Cette pièce, accessible dès 9 ans, semble d'autant plus efficace sur le jeune public qu'elle n'est pas moralisatrice et ne diabolise pas ces deux jeunes tombés dans le complotisme.

"Qu'ils remettent en cause les théories officielles, ce n'est pas du tout une mauvaise chose, c'est l'esprit critique. Mais à un moment, ils vont s'arrêter de remettre en question. Et c'est là, qu'ils voient des preuves partout", relève la metteure en scène.

Dans cette spirale, le texte montre assez finement la responsabilité des adultes et la difficulté à trouver la bonne réponse, entre la professeure qui essaie maladroitement de prouver aux élèves qu'ils ont tort et leurs parents ou camarades qui les traitent de "paranoïaques".

Sans doute la prise de conscience du jeune public intervient-elle à la fin, quand Théo et Célia réalisent que la diffusion de ces rumeurs a eu des conséquences dramatiques sur leur professeure.

"La fin, elle est triste parce qu'en fait, c'est pas vrai tout ce qu'on a raconté sur elle", conclut candidement une jeune spectatrice lors du débat organisé à la fin de chaque représentation.

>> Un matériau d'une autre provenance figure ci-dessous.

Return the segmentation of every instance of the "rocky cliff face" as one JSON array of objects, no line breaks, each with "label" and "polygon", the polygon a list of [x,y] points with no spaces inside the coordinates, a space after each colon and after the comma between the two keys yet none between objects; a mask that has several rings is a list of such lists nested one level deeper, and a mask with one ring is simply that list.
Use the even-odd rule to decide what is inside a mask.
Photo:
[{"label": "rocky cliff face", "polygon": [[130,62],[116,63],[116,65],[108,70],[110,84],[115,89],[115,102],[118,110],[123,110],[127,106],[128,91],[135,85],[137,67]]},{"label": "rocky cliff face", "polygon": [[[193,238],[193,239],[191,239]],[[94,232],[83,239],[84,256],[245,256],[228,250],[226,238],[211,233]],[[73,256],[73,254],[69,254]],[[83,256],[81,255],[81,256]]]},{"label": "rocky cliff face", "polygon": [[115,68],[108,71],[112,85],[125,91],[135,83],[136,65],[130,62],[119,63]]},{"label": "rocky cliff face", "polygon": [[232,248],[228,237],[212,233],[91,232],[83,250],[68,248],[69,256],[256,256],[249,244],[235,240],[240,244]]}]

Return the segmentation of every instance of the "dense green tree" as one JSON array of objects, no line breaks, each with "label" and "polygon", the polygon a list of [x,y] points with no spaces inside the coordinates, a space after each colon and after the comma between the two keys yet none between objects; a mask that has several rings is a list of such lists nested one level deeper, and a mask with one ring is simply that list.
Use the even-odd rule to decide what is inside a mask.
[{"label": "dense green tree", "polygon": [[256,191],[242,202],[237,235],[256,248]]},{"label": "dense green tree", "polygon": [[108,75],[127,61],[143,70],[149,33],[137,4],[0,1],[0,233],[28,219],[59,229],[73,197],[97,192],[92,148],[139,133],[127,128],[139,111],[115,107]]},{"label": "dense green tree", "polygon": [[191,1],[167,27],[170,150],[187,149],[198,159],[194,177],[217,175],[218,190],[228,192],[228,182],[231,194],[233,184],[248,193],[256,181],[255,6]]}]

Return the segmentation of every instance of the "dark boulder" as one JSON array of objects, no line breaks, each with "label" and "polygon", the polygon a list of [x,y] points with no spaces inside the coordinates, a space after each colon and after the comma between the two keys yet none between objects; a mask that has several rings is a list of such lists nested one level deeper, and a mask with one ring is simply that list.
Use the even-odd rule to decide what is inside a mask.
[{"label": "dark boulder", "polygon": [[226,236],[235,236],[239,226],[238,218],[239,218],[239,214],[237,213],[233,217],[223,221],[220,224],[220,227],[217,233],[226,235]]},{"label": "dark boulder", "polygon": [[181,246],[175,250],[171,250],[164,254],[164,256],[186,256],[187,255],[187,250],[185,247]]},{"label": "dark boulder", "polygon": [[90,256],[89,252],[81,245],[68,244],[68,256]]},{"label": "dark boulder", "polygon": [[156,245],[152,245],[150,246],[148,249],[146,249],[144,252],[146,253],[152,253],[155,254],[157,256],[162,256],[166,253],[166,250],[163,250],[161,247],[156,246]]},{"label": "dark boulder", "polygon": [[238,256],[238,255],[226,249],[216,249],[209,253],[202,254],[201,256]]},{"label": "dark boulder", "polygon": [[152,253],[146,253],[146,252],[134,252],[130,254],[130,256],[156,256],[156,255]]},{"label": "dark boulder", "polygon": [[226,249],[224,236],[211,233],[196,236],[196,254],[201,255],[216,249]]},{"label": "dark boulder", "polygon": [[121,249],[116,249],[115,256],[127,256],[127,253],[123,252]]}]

Avec "#vérité" (prononcer hashtagvérité), on plonge dans une théorie plus légère, celle des chats, ces stars de YouTube, vus comme des maîtres cachés du monde.

L'écran est sur scène avec un procédé de fausse navigation sur internet et de fausses vidéos ou journaux télévisés tournés avec des collégiens pendant la résidence d'artiste. L'idée est ici davantage d'insister sur les notions de source d'information et de détournement des images.

"#vérité" sera rejouée le 11 avril dans le cadre de la Biennale des Arts numériques de Bron, près de Lyon, et la saison prochaine à Dijon.